Interlaboratory comparison of results of an anthrax lethal toxin neutralization assay for assessment of functional antibodies in multiple species

Abstract

The anthrax lethal toxin neutralization assay (TNA) will likely be used to correlate the protection offered by new anthrax vaccines in animal models to the immunogenicity that will be provided in humans. TNA data are being generated in several different laboratories to measure the immune responses in rabbits, nonhuman primates, and humans. In order to compare data among species and laboratories, a collaborative study was conducted in which 108 samples from the three species were analyzed in seven independent laboratories.
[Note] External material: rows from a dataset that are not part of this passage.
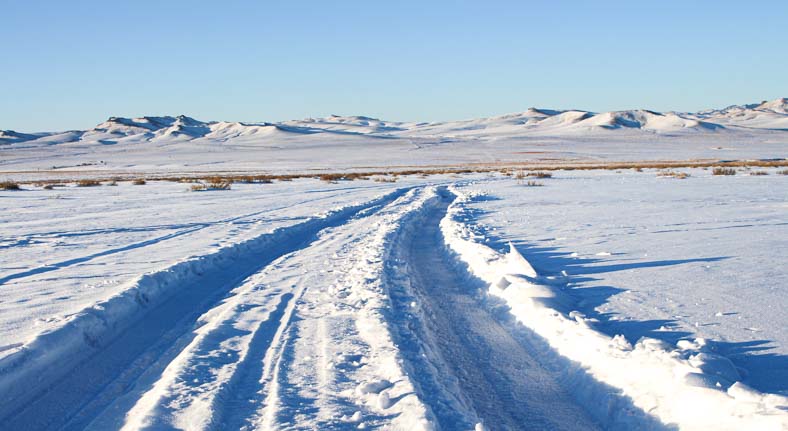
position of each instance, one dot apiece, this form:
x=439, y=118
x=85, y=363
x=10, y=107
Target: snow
x=690, y=383
x=601, y=300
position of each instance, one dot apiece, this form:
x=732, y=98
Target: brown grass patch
x=9, y=185
x=723, y=171
x=88, y=183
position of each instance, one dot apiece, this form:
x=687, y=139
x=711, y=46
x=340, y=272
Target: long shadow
x=760, y=369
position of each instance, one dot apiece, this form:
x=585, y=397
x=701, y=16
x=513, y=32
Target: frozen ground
x=179, y=145
x=626, y=301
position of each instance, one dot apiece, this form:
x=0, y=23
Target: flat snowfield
x=581, y=300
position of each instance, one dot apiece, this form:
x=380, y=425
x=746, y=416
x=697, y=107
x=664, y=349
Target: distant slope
x=336, y=142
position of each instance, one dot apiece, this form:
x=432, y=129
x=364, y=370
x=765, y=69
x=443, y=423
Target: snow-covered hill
x=345, y=142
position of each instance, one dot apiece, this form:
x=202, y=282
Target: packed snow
x=172, y=145
x=578, y=299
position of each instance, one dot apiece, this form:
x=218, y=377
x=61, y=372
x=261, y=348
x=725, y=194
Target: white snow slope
x=308, y=305
x=183, y=144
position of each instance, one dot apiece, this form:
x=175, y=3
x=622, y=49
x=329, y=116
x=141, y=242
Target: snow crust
x=682, y=385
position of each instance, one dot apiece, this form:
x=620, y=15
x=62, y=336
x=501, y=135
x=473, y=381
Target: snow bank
x=51, y=355
x=684, y=385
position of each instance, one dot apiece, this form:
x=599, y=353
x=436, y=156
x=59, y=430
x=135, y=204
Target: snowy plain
x=600, y=299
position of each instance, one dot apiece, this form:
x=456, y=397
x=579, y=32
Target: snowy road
x=387, y=313
x=503, y=383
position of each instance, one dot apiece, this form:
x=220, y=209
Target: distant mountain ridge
x=767, y=115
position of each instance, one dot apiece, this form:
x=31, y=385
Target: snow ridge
x=50, y=357
x=684, y=385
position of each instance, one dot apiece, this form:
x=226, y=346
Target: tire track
x=107, y=370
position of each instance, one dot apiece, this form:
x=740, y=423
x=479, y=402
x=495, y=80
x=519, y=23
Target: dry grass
x=673, y=174
x=9, y=185
x=723, y=171
x=518, y=169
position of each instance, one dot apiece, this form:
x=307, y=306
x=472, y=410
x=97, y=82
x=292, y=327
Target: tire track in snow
x=496, y=375
x=110, y=369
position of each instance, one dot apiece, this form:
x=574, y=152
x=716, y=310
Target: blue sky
x=72, y=64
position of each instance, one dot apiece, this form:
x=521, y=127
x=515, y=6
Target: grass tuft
x=9, y=185
x=723, y=171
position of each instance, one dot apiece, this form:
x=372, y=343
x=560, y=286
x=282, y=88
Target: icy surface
x=661, y=257
x=169, y=145
x=600, y=300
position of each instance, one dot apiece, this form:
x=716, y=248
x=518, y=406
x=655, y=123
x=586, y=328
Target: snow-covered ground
x=173, y=145
x=626, y=300
x=596, y=300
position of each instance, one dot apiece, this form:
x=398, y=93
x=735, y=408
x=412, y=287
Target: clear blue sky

Six of the seven laboratories had participated in an interlaboratory technology transfer of the TNA. Analysis of the titration curves generated by samples from each species indicated that the behaviors of the samples from all species were similar; the upper and lower asymptotes and the slopes of the curves were less than 30% divergent from those for human reference material. Dilutional linearity was consistent among samples from each species, with spike to effective dilution at 50% inhibition (ED(50)) slopes of less than 1.2 for all species. Agreement among the laboratories with consensus values was within 10% of the ED(50)s for all samples and within 7.5% of the quotients of the test sample ED(50) and the reference standard ED(50) (NF(50)s) for all samples. The relative standard deviations obtained when data from all laboratories and for all species were combined were 45% for the ED(50)s and 35% for the NF(50)s. These precision data suggest that the NF(50) readout may normalize the values generated by different laboratories. This study demonstrates that the TNA is a panspecies assay that can be performed in several different laboratories with a high degree of quantitative agreement and precision.

FIG. 1.

Box-and-whisker plots of 4PL model curve shape parameters for sera from reference material and three species from four laboratories (laboratories A, C, E, and G); sample sizes are indicated at the top. Only values associated with curves identified as “full” by the data reduction software are shown. Filled dots, medians; boxes, first to third quartiles; whiskers, extensions of 1.5 interquartile ranges past the boxes; open dots, data that were beyond the whiskers. Note the comparable ranges of the y-axis scales for the lower and upper asymptotes. Four estimated upper asymptotes were greater than the upper limit of the graph (all for NHP sera from laboratory G, with values of 3.6, 3.8, 5.5, and 7.0). Note the log scale of the y axis for slope.

FIG. 2.

Estimated differences (dots) with 90% CIs (triangles) for parameter estimates for each species relative to the results for the reference material, expressed as a percentage of the reference curve depth for asymptotes and a percentage of the reference 4PL model slope for that parameter. In equivalence testing, only the farther of the two confidence limits (thus, a one-sided 95% confidence limit) is considered.

FIG. 3.

Dilutional linearity plots for the 23 specimens that were assayed at more than one spiked concentration. Each row of panels depicts the specimens from a particular species. Solid lines have the specimen-specific intercept and species-specific slope estimated in the dilutional linearity model; dashed lines have the same intercept but a slope equal to 1.

FIG. 4.

Plots of residuals relative to consensus estimates of neutralizing activity. Patterns for both ED₅₀ (A) and NF₅₀ (B) are shown. Points show the residuals (on the log scale; the y-axis scale is exponentiated for clarity, i.e., 2^residual). Solid line, mean ratio; dashed lines, 2 standard deviations above and below the mean.

FIG. 5.

Bland-Altman plots of ratio (y axis) between two laboratories' reported NF₅₀s relative to the geometric mean of the two laboratories' reported NF₅₀ (x axis). The y-axis scale is exponentiated for clarity, i.e., 2^residual. Solid line, mean ratio; dashed lines, 2 standard deviations above and below the mean.